Poetry News

The Guardian Introduces the Mysterious Poetry Sleuth, Ira Lightman

Originally Published: September 11, 2017

At The Guardian, Will Storr introduces readers to Ira Lightman, a poet and literature afficionado who is on a mission to call out poetry plagiarists. Lightman's practice is, predictably, interconnected with the Internet. Storr: "It was an insult on Facebook that triggered Lightman’s first investigation." From there: 

It was around 8am on a January morning in 2013 when he came across a tense discussion concerning a poet named Christian Ward, who’d had the Exmoor Society’s Hope Bourne prize removed because of his winning entry’s similarities to another poem, Deer by Helen Mort. “There was bucketloads of speculation,” Lightman says. We’re in his lounge, the litter of his creative life scattered about us: a ukulele, an enormous dictionary, posters with verse and his name printed at the bottom. He sits, suited and crane-like, on the sofa. “Everyone was arguing about it: maybe it was an accident, maybe the judges weren’t poetry people and don’t understand intertextuality.” Lightman was erring on the side of cock-up. Only the previous day, he’d come across a poem of his own that he had no memory of writing. Perhaps Ward had found Deer in his files, assumed it was his, given it a polish and submitted it. “I could just about accept that,” he says. “You can be very prolific and amnesiac.” He remembers joining the debate as a “peacemaker”. But then a commenter called Sadie Fisher said something that annoyed him.

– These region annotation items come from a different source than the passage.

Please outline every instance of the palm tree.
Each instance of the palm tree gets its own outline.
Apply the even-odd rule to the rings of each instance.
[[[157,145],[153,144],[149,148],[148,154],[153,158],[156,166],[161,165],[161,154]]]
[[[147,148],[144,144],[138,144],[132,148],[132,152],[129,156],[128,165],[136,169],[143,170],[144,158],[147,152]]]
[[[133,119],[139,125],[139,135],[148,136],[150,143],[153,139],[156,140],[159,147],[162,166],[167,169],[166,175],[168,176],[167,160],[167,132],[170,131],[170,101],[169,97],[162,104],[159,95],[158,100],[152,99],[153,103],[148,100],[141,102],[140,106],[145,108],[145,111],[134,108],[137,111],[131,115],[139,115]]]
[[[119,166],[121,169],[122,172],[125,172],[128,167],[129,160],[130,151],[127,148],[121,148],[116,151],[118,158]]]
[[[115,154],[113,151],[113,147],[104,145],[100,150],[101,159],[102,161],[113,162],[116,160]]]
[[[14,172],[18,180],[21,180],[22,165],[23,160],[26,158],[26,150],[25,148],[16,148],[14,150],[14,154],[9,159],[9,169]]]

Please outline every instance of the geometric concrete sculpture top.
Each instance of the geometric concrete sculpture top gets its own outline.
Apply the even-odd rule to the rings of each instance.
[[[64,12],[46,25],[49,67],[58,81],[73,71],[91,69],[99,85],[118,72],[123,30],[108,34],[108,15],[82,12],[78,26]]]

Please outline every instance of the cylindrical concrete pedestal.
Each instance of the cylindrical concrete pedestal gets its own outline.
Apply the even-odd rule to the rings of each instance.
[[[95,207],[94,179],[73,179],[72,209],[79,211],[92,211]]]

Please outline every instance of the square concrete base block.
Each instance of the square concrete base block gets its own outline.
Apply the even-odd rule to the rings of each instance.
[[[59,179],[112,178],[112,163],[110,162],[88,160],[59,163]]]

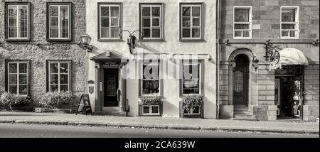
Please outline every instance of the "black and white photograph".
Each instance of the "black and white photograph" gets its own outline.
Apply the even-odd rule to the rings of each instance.
[[[319,141],[319,1],[0,0],[0,138]]]

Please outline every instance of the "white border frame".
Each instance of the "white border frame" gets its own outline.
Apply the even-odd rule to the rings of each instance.
[[[290,37],[290,36],[282,36],[282,8],[287,8],[287,9],[297,9],[297,13],[296,15],[296,25],[297,26],[297,29],[294,29],[297,33],[297,37]],[[300,12],[299,12],[299,6],[280,6],[280,38],[281,39],[299,39],[299,33],[300,33],[300,26],[299,26],[299,19],[300,19]],[[290,33],[288,33],[289,36],[290,36]]]
[[[249,26],[250,26],[250,33],[249,33],[249,37],[235,37],[235,9],[236,8],[250,8],[250,14],[249,14]],[[252,6],[233,6],[233,39],[252,39]],[[242,22],[237,22],[239,23],[241,23]],[[243,30],[242,30],[243,31]],[[247,30],[248,31],[248,30]],[[241,34],[242,35],[242,34]]]

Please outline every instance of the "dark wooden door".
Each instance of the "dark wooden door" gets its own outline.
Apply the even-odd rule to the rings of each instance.
[[[247,67],[238,67],[233,69],[233,104],[246,105],[248,102]]]
[[[118,107],[117,91],[119,87],[118,69],[105,69],[105,107]]]

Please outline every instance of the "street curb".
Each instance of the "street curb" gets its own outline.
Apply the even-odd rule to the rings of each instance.
[[[16,124],[67,125],[68,121],[16,120]]]
[[[0,123],[14,123],[14,119],[0,119]]]
[[[85,121],[68,121],[68,126],[107,126],[107,123],[102,122],[85,122]]]
[[[46,120],[14,120],[0,119],[0,123],[11,124],[48,124],[48,125],[68,125],[68,126],[105,126],[105,127],[127,127],[143,128],[174,130],[207,130],[207,131],[257,131],[267,133],[285,133],[285,134],[319,134],[316,131],[294,131],[276,129],[255,129],[255,128],[238,128],[238,127],[216,127],[216,126],[180,126],[180,125],[156,125],[156,124],[137,124],[129,123],[102,123],[75,121],[46,121]]]

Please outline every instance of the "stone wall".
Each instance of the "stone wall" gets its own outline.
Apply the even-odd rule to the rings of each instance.
[[[16,1],[6,0],[6,1]],[[46,40],[46,0],[22,0],[31,2],[31,40],[23,43],[4,41],[4,1],[0,1],[0,92],[5,91],[5,60],[30,60],[30,94],[38,99],[46,91],[46,60],[71,60],[71,91],[83,93],[85,87],[85,50],[77,45],[85,33],[85,0],[54,1],[72,2],[71,42]]]
[[[304,104],[303,117],[306,121],[315,121],[319,116],[319,65],[310,64],[304,69]]]
[[[280,6],[299,6],[299,38],[319,38],[318,0],[222,0],[221,38],[233,38],[233,6],[252,6],[252,39],[280,38]]]

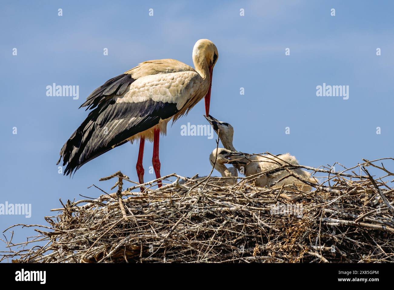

While the Mort poem was available online, nobody on the Facebook group had actually seen Ward’s, she pointed out. “Sadie Fisher was saying, ‘You guys are all hacks. A proper journalist would look into it and say, ‘Is this a spoof story? Have they got the facts wrong?’”

Lightman felt piqued. “I’ve always been interested in journalism,” he says. “My grandfather was a subeditor for an Edinburgh paper. So I thought, I’m going to find out.” He phoned Bridgwater library and asked if they had the Exmoor Society quarterly that published the winners. “They said no, but Porlock might, and they’re opening in 10 minutes.” An anxious 10 minutes passed. “I rang Porlock and they said, ‘We’ve got it.’ I said, ‘OK’, heart beating.” As the librarian fetched the journal, Lightman Googled the Mort poem. When she came back to the phone, he asked her to read it out, ready to scribble it down so he could compare them. That turned out to be unnecessary. “It was totally identical, except for about 5%.”